My wife is from the Donbas region of Ukraine, we were married over there and have returned to visit her family a couple of times since.
Thanks interesting... Thank God I was born in America..
There's always a problem with these names of cities, especially when they're being changed all the time.
I believe there's about eight different ways of spelling "Kiev," for example.
People in the socialist paradises used to spend a great deal of time and energy and patience trying to explain the differences, but myself being deaf, I can't hear any subtle nuances in a word.
So I just spell the cities the way I'm used to seeing them spelled; in the case of Ukrainian place-names, the Russian and not the Ukrainian version. "Kharkov" looks eminently reasonable to me; "Kharkiv" looks a little odd.
A quirk however is that while I call most cities in the socialist paradises by their pre-socialist names, for some odd reason the brain is still stuck on "Voroshilovograd" rather than "Lugansk." The other pre-socialist names don't give any problems, just that one.
Thanks much.
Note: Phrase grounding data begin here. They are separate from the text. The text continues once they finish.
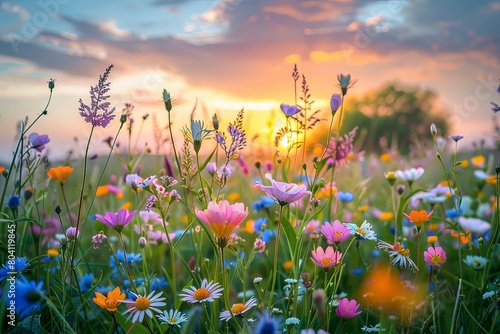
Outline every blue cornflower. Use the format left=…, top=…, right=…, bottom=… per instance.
left=254, top=310, right=281, bottom=334
left=253, top=217, right=268, bottom=234
left=110, top=250, right=142, bottom=269
left=151, top=276, right=168, bottom=291
left=261, top=229, right=276, bottom=243
left=79, top=273, right=94, bottom=292
left=0, top=257, right=30, bottom=281
left=337, top=191, right=354, bottom=203
left=7, top=194, right=21, bottom=209
left=10, top=277, right=45, bottom=319
left=253, top=196, right=275, bottom=212
left=445, top=208, right=463, bottom=218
Good reading.
Thanks much. Good reading.
It was quite a scandal at the time but died down later.
Still, a gorgeous country. It is quite something to stand by the window in your rail compartment looking over the fields of grain and losing sight of them over the curve of the earth.
One thing that stood out among the new houses being built by the bosses of Ukraine was that they seemed, for the most part, to prefer Norman-castle architecture, the round towers, the crenelations, the gates. I always thought western European architecture a little, uh, out of place where the Byzantine style dominated.
Still, a gorgeous country. It is quite something to stand by the window in your rail compartment looking over the fields of grain and losing sight of them over the curve of the earth.
The further one went west towards Poland, the more one felt as if one had returned to Europe, to a more orderly, neat, solid civilized world.
But as it was expensive there, all these westerners throwing around money as if leaves falling off trees in autumn, while I went that direction many times, I stayed only very short times.
My heart was pulled more towards the workers and peasants in the eastern half of Ukraine; the grey dreary dull monotonous metallic Soviet "new world for the new man."
Once when in Lvov, I met a man who told me that although he had been born and raised in Lvov, he wanted most of all to move to the capital, Kiev, in eastern Ukraine.
He said life was "better" in Kiev.
I was dumbfounded. The difference between the two cities was enormous; it was as if Lvov was Oslo, and Kiev Calcutta.
I could never figure that out.
It is fun to sit in a cafe on Kreschatik Street in summer and girl watch.
Not all Ukrainian girls are pretty of course, but the ones that are are striking.
I grew up in small-town west Texas and am quite used to flat lands with lots of agriculture. Apparently my hosts had not had any guests who were used to this, and they seemed to be surprised that I did not react to the landscape around Khmelnitsky with wonder. I kept saying it just looked like home to me.
Now, the things I *did* react to also seemed to surprise them. We drove past a big gated entrance to something and I caught site of two aircraft flying low on the horizon, as if they had just taken off. I asked if there was an Air Force base nearby. A little while later, at a checkpoint, I asked my host (a military vet) if the guns carried by the local police were AKs. He said something to my interpreter that she obviously did not want to translate. Eventually, she said, “You ask about guns and military. He wants to know if you are CIA?”
I'm still not sure whether he was serious or not.